To show an example, we can train a Decision Tree classifier using our toy dataset, and the use this tree to find all relevant targets (here: class labels) for samples in the training data — of course, these are not unseen samples, but the purpose here is only to show the application of the method get_targets(). To make it a bit more interesting, we set max_depth=2 to avoid growing a full tree. This means that not all leaf nodes will be completely pure but will have labels of different classes.

In [38]:
classifier = SeleneDecisionTreeClassifier(max_depth=2).fit(X_classification, y_classification)

for i, targets in enumerate(get_targets(X_classification, classifier.tree)):
    print(f"Targets for Sample {i}:\t{targets}")
Targets for Sample 0:	[1 1 1 1]
Targets for Sample 1:	[1 0]
Targets for Sample 2:	[0 0 0 0]
Targets for Sample 3:	[1 1 1 1]
Targets for Sample 4:	[1 0]
Targets for Sample 5:	[0 0 0 0]
Targets for Sample 6:	[1 1 1 1]
Targets for Sample 7:	[0 0 0 0]
Targets for Sample 8:	[0 0 0 0]
Targets for Sample 9:	[1 1 1 1]

We can do the same for the regression task by first learning a Decision Tree regressor — again, with max_depth=2 and then find all relevant targets for all samples in the training data. Of course, now the targets are numerical values instead of class labels.

In [39]:
regressor = SeleneDecisionTreeRegressor(max_depth=2).fit(X_regression, y_regression)

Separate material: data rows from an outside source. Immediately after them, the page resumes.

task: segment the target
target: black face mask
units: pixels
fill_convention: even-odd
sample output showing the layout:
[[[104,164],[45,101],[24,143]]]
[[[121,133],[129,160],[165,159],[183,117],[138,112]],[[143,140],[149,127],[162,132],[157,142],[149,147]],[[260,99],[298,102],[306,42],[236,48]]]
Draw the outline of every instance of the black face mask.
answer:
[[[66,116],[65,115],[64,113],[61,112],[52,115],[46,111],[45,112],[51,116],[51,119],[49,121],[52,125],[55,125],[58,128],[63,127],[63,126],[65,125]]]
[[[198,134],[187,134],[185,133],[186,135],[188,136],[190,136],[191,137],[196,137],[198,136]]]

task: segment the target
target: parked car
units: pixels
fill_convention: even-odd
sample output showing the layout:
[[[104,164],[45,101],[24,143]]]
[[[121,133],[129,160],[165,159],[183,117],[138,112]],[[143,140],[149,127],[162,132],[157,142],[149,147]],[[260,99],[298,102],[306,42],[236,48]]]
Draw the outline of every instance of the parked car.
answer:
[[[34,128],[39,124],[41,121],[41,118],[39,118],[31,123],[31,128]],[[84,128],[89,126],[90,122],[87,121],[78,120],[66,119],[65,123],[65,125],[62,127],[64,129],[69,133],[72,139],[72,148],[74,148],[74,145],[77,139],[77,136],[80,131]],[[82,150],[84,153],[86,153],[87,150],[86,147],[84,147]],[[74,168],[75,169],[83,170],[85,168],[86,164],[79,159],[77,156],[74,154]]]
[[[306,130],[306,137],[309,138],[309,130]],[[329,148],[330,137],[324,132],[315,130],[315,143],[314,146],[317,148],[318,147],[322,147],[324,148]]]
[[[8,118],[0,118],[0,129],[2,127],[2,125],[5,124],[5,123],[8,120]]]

for i, targets in enumerate(get_targets(X_regression, regressor.tree)):
    print(f"Targets for Sample {i}:\t{targets}")
Targets for Sample 0:	[28 32 30 15 38 34]
Targets for Sample 1:	[28 32 30 15 38 34]
Targets for Sample 2:	[28 32 30 15 38 34]
Targets for Sample 3:	[12 20 15]
Targets for Sample 4:	[28 32 30 15 38 34]
Targets for Sample 5:	[28 32 30 15 38 34]
Targets for Sample 6:	[12 20 15]
Targets for Sample 7:	[70]
Targets for Sample 8:	[28 32 30 15 38 34]
Targets for Sample 9:	[12 20 15]

This core step of finding the relevant targets for a sample is the same for Decision Tree classifiers and regressors. The final prediction, however, depends on whether we have a classification or regression task. In the case of a classification task, the Decision Tree classifier then predicts the most frequent class label among these targets, following the intuition that samples ending up in the same leaf are likely to belong to the same class. In some cases, multiple class labels may occur with the same highest frequency within a leaf node. Such ties can be resolved randomly by selecting one of the equally frequent classes at random. This ensures that the classifier can still produce a single prediction even when the class distribution in the leaf is ambiguous.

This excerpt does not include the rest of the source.